Только теперь она осознала, что не привиделось ей, не приснилось! Вот он, живой-здоровый стоит перед ней, словно из-под земли вырос.
— Что ж ты тут уселся? — повторила она. — Жена умаялась на работе, спина не просыхает, а он сидит себе, глядит да покуривает.
Они опять обнялись, на этот раз порывисто, крепко и, жадно, и Варвара, то смеясь, то плача, продолжала говорить.
И вот что они оба говорили в первые минуты встречи, о чем — этого Евгений Евгеньич не помнил и теперь, не вспомнил бы и тогда, на следующий день. Вот только спросил о сыне сразу же:
— А Борька где?
Разумеется, где же ему быть, как не на работе! Парнишку нарядили сено возить, и ничего с ним не произошло — с чего он выдумал свои страхи?
Еще спросил, почему Варвара здесь одна.
— Татьяну Лопахину послали со мной, да что-то занемогла. Вот и кручусь тут одна. А ить лес, жутко…

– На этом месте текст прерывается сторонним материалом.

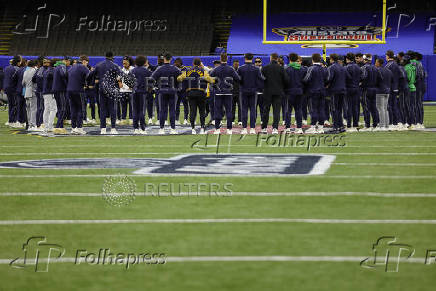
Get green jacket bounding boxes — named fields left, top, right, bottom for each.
left=404, top=64, right=416, bottom=92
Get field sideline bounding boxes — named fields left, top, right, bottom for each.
left=0, top=106, right=436, bottom=291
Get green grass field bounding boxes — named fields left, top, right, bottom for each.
left=0, top=106, right=436, bottom=291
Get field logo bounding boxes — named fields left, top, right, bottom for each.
left=102, top=175, right=136, bottom=207
left=360, top=236, right=415, bottom=272
left=9, top=236, right=65, bottom=272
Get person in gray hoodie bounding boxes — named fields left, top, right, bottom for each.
left=22, top=60, right=38, bottom=131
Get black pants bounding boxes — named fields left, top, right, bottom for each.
left=188, top=90, right=206, bottom=129
left=67, top=92, right=83, bottom=128
left=232, top=94, right=242, bottom=122
left=262, top=94, right=283, bottom=129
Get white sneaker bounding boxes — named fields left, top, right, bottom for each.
left=76, top=128, right=86, bottom=135
left=359, top=127, right=372, bottom=132
left=295, top=128, right=304, bottom=134
left=316, top=125, right=324, bottom=134
left=305, top=125, right=318, bottom=134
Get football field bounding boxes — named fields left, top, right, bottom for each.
left=0, top=106, right=436, bottom=291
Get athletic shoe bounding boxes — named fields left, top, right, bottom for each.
left=76, top=128, right=86, bottom=135
left=295, top=128, right=304, bottom=134
left=305, top=125, right=318, bottom=134
left=316, top=125, right=324, bottom=134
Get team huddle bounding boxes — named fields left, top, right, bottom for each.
left=3, top=51, right=427, bottom=135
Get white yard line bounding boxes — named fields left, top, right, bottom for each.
left=0, top=192, right=436, bottom=198
left=0, top=218, right=436, bottom=225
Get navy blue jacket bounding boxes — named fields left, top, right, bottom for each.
left=52, top=65, right=68, bottom=92
left=238, top=63, right=264, bottom=93
left=345, top=63, right=362, bottom=89
left=327, top=63, right=348, bottom=94
left=42, top=67, right=54, bottom=95
left=210, top=64, right=240, bottom=95
left=88, top=59, right=121, bottom=91
left=386, top=61, right=401, bottom=92
left=151, top=64, right=182, bottom=94
left=130, top=66, right=152, bottom=93
left=67, top=64, right=89, bottom=93
left=377, top=67, right=393, bottom=94
left=362, top=64, right=380, bottom=91
left=286, top=66, right=307, bottom=95
left=398, top=66, right=409, bottom=92
left=303, top=64, right=327, bottom=94
left=3, top=65, right=18, bottom=94
left=15, top=67, right=26, bottom=95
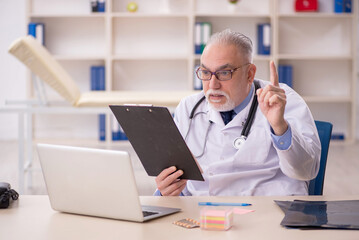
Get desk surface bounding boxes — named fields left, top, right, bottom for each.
left=0, top=196, right=359, bottom=240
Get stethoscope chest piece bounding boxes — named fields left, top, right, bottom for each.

Никого она никогда не боялась, Варвара, — это уж так сказала, для некоей формы, как полагается говорить женщине. А убирать сено сюда никогда и не посылали больше трех человек. Полянка хоть и широка, да травка на ней вырастала не больно густо.
Муж и жена Пожидаевы сели под копну с той стороны, где была тень. Евгений Евгеньич разулся, снял гимнастерку, вздыхал облегченно, блаженно. Варвара принесла из соседнего куста оплетенную бутыль.
— Ох ты! — воскликнул он. — Знакомая! Дай-ка.
И, облапив бутыль, припал к горлышку, словно не вода из выселковского колодца была в ней, а хорошее вино. Пил долго, раза два останавливался, переводил дыхание, улыбался захолоделыми губами и опять припадал.
— Про эту рану писал, Женя? — спросила Варвара, осторожно трогая его руку.
Повязка на ней сбилась и держалась только на больном месте, присохла.
— Про эту, — сказал он.
— Болит, чай?
— Нет уже.
— Какое там!.. Гляди-ко.
Она бережно поправила бинт, соболезнующе заглянула в глаза.
— Осколком тяпнуло навылет, — объяснил он ей. — Невелика рана, кость только задело, потому долго не заживает. А так ничего, не болит.
— Какое уж там… — повторила она, вздохнув.
— Да плюнь. Давай не будем об этом. Не люблю. Как вы-то тут?
— Да что мы!.. Живем вот.
Он то и дело ловил на себе взгляд жены, и в этом взгляде было что-то такое, словно она присматривалась и привыкала к нему, к новому. Да и сам Евгений Евгеньич все осматривал ее как бы украдкой.